Wpis z mikrobloga

@kinlej: po prostu przekonano go argumentami, ktorych sila jest zwyczajnie logicznie po stronie przeciwnikow zanieczyszczania powietrza siarą, a trawników śmieciami, w imię łomotu tak silnego, że się odpalają alarmy w samochodach, małe dzieci płaczą, a zwierzaki z całej okolicy w popłochu uciekają, rozbijając się o wszelkie przeszkody. polecam zerknąć na te argumenty: https://okiemprzyrodnika.wordpress.com/2018/12/30/ile-smierci-w-sylwestra/
@kicipuci: jakieś źródło tych rewelacji z linka rzetelniejsze niż Radio Szczecin? Bo ja też mogę sobie napisać, że przez niezatrudnienie osób do odpalania fajerwerków w sylwestra 15 dzieci siedzi teraz głodnych bo ich rodzice nie zarobili na chleb.
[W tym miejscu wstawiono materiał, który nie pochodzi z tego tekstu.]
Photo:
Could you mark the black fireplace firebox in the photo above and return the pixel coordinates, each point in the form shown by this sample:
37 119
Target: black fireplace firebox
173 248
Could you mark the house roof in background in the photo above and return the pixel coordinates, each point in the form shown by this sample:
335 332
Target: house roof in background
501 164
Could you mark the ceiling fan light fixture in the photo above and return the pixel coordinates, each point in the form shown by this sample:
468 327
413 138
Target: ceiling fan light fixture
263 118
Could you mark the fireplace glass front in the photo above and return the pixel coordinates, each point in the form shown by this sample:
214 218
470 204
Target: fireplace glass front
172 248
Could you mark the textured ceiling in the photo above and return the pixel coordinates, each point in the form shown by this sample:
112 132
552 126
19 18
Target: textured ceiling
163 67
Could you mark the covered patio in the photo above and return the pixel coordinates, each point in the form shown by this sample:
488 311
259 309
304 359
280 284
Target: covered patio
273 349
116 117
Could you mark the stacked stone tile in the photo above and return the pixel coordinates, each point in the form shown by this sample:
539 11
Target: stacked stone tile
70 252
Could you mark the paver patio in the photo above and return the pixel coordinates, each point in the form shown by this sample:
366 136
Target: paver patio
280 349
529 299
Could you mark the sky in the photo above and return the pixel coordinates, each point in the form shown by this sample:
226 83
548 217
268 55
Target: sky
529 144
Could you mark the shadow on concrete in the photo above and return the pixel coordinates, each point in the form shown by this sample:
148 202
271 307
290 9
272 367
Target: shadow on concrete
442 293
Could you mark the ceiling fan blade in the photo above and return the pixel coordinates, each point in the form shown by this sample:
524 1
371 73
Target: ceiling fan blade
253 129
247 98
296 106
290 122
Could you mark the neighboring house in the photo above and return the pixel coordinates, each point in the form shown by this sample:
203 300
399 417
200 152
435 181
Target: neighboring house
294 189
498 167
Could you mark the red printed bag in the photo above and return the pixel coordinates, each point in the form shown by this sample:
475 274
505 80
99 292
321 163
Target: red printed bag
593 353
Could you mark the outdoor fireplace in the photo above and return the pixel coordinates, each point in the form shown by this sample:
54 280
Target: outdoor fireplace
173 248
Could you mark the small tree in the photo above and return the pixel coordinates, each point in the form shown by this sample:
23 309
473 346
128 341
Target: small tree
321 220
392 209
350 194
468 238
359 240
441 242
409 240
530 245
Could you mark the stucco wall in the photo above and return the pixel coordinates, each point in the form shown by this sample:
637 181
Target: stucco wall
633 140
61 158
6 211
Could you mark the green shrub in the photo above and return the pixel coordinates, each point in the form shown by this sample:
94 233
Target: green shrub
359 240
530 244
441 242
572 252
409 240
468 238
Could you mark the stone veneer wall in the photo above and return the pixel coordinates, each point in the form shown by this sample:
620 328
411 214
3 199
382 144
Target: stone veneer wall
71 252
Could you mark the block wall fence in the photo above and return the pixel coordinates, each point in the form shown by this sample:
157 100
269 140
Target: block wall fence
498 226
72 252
@kicipuci: wut? Mówię o tych niby badaniach, które stwierdziły smierć jakiejś tam ilości zwierząt i braku źródeł tych badań. Nie interesuje mnie wykształcenie autora bo nie potwierdza ono w żaden sposób jaki jest właściwie wpływ fajerwerków na sylwestra na umieralność zwierząt.